おそろしく晴れているのに、まったくと言っていいほど蒸し暑くなく、清々しく気持ちのいい日だった。
木々の生い繁った広い公園には様々な色と形の野鳥が集り、気持ち良さそうに、唄を奏でていた。

僕は広告チラシに載っていた住所のところのビルへ向かった。そこは東京だったし僕のうちからはそんなに遠くはなかった。
電車に乗って10分というところだ。
しかし電車に乗った訳じゃない。ただ例えただけだ。
僕の愛車は黒塗りのフィアット600という車だ。"そこそこ"いい車だ。(だと思う)
何故なら、見るからに悪人みたいな、しかし感じのいい店員に、「すごくいい車です。御目がたかい。

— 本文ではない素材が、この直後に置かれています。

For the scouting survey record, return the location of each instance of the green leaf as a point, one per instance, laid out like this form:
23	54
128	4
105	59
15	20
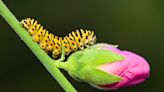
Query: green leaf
98	77
97	57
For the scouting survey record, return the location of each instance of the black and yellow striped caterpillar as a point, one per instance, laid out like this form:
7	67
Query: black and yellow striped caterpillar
52	44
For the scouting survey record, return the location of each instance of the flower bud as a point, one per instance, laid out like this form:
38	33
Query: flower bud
134	69
104	66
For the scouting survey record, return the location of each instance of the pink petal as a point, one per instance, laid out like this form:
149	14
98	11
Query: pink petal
134	69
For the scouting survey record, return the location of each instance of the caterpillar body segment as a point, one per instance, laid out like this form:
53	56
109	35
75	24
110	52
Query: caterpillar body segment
52	44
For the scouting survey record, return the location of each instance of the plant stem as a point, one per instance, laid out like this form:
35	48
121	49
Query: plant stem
40	54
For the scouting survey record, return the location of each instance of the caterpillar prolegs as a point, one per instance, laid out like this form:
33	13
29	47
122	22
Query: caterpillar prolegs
52	44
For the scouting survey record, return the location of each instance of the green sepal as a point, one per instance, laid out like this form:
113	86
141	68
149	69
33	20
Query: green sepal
82	65
96	57
95	76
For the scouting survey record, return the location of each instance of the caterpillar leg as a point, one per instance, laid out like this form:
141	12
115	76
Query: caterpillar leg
62	57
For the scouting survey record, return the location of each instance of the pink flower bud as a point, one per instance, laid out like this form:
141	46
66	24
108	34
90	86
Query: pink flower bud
134	69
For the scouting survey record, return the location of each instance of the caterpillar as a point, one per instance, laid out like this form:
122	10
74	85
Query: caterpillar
52	44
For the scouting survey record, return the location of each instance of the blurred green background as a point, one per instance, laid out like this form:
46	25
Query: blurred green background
135	25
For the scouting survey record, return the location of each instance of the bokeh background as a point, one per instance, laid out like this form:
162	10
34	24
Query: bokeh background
135	25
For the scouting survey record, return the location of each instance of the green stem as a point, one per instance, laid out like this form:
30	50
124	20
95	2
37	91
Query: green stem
40	54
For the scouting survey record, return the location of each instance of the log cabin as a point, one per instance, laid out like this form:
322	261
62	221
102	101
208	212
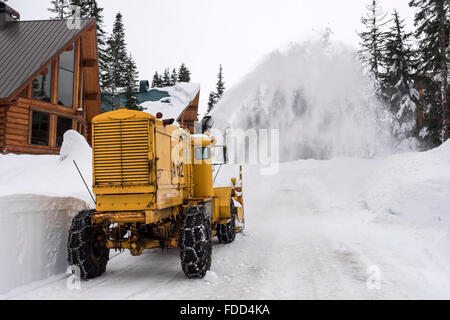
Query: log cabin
49	82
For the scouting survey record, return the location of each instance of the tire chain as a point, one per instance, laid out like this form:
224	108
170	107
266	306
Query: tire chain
226	233
197	225
78	245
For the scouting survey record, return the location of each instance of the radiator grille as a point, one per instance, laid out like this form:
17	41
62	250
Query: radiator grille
121	151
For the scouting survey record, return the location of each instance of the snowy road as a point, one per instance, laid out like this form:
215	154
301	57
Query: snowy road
309	235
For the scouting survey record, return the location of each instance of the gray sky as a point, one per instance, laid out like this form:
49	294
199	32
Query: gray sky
234	33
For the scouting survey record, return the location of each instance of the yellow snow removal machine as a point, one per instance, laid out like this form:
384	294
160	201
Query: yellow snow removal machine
153	183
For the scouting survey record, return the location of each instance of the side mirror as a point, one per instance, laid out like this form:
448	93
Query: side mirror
220	155
225	155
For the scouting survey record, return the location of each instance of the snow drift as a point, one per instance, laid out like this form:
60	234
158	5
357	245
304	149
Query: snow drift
317	95
39	196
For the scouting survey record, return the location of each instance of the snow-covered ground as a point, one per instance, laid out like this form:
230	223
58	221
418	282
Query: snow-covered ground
345	228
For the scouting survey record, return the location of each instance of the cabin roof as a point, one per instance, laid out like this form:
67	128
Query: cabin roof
27	46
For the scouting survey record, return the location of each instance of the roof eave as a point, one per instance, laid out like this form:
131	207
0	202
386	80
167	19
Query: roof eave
14	95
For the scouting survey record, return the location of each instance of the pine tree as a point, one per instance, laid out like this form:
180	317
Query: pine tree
220	87
397	79
184	75
60	8
131	79
372	39
173	77
212	100
115	61
166	78
433	22
214	97
90	9
157	81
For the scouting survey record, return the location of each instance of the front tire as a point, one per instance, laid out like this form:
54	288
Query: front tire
226	233
87	246
195	242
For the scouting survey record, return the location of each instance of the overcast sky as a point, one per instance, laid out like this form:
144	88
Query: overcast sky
234	33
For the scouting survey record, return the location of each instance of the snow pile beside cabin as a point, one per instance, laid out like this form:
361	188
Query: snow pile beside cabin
39	196
180	96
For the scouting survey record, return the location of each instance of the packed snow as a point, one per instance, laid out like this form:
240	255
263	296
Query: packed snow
181	95
346	228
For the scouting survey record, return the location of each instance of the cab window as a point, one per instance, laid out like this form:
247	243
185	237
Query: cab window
202	153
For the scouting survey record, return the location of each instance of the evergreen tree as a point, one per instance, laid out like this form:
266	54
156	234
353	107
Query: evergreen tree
212	100
174	77
90	9
214	97
372	39
220	87
433	24
115	61
157	81
60	8
131	79
184	75
166	78
397	80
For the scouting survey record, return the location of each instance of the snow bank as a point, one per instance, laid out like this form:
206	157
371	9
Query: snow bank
415	186
181	95
33	241
317	95
39	196
49	175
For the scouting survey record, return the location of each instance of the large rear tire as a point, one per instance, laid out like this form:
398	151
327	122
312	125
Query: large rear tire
87	246
226	233
195	242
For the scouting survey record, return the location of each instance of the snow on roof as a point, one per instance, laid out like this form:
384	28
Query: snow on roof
180	96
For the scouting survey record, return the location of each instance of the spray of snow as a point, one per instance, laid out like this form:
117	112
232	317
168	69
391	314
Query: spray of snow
316	93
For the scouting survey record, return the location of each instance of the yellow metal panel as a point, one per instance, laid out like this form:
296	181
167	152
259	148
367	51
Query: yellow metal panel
125	202
121	152
223	197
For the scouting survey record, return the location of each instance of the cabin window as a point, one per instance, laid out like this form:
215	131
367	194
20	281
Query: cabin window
24	93
42	86
202	153
40	128
66	77
63	125
80	128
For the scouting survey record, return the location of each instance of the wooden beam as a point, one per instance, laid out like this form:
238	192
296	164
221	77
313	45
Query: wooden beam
89	63
91	96
52	59
54	86
76	76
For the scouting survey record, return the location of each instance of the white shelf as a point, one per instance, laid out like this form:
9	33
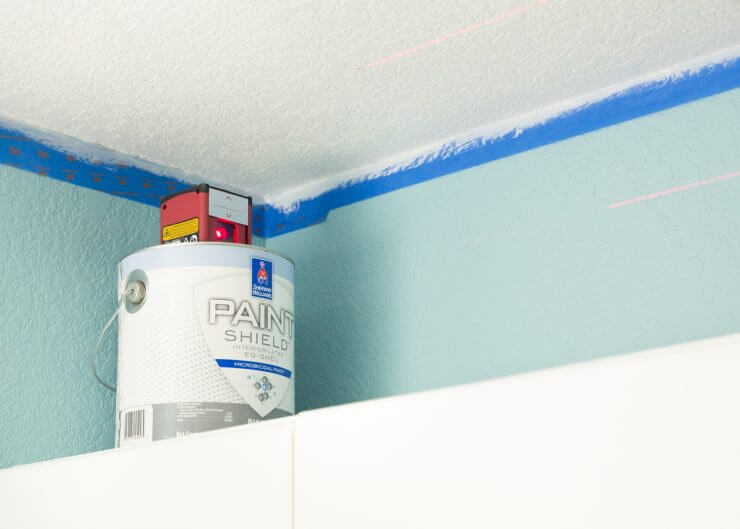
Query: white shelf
236	477
642	441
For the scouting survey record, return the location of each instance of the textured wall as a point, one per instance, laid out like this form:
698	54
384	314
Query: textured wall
270	96
506	267
519	265
60	245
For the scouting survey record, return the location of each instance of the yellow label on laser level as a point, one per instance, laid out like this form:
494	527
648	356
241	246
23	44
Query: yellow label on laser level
179	230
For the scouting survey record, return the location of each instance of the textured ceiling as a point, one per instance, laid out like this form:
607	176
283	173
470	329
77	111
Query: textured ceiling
278	98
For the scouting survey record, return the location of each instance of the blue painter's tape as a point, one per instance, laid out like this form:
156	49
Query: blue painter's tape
629	104
19	150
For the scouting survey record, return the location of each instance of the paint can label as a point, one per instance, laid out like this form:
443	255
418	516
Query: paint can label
211	346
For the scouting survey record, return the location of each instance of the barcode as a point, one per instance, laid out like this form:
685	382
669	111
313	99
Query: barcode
134	425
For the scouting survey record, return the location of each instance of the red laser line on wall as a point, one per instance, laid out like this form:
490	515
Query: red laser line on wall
676	189
458	33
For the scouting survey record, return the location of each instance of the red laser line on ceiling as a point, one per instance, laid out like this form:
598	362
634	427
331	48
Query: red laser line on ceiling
458	33
676	189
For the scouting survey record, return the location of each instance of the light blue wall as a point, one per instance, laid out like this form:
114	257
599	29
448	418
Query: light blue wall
518	264
507	267
60	244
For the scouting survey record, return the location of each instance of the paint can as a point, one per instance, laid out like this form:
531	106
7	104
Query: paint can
205	340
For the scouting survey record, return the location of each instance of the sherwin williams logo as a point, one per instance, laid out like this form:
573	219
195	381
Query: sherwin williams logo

」と、マニュアルどおり(おそらくマニュアルどおり)にっこりと笑い、そう誉めてくれたからだ。
しかしどんな車を選んでもそう言うのだろうか?気になるところだ。

ビルの近くの駐車場にフィアット600を止め、30秒くらい歩き、見るからに地震がきたら倒れそうな危なっかしいビルの中へと入った。

そこには、ボタンがなにひとつない、エレベーターしかなかった。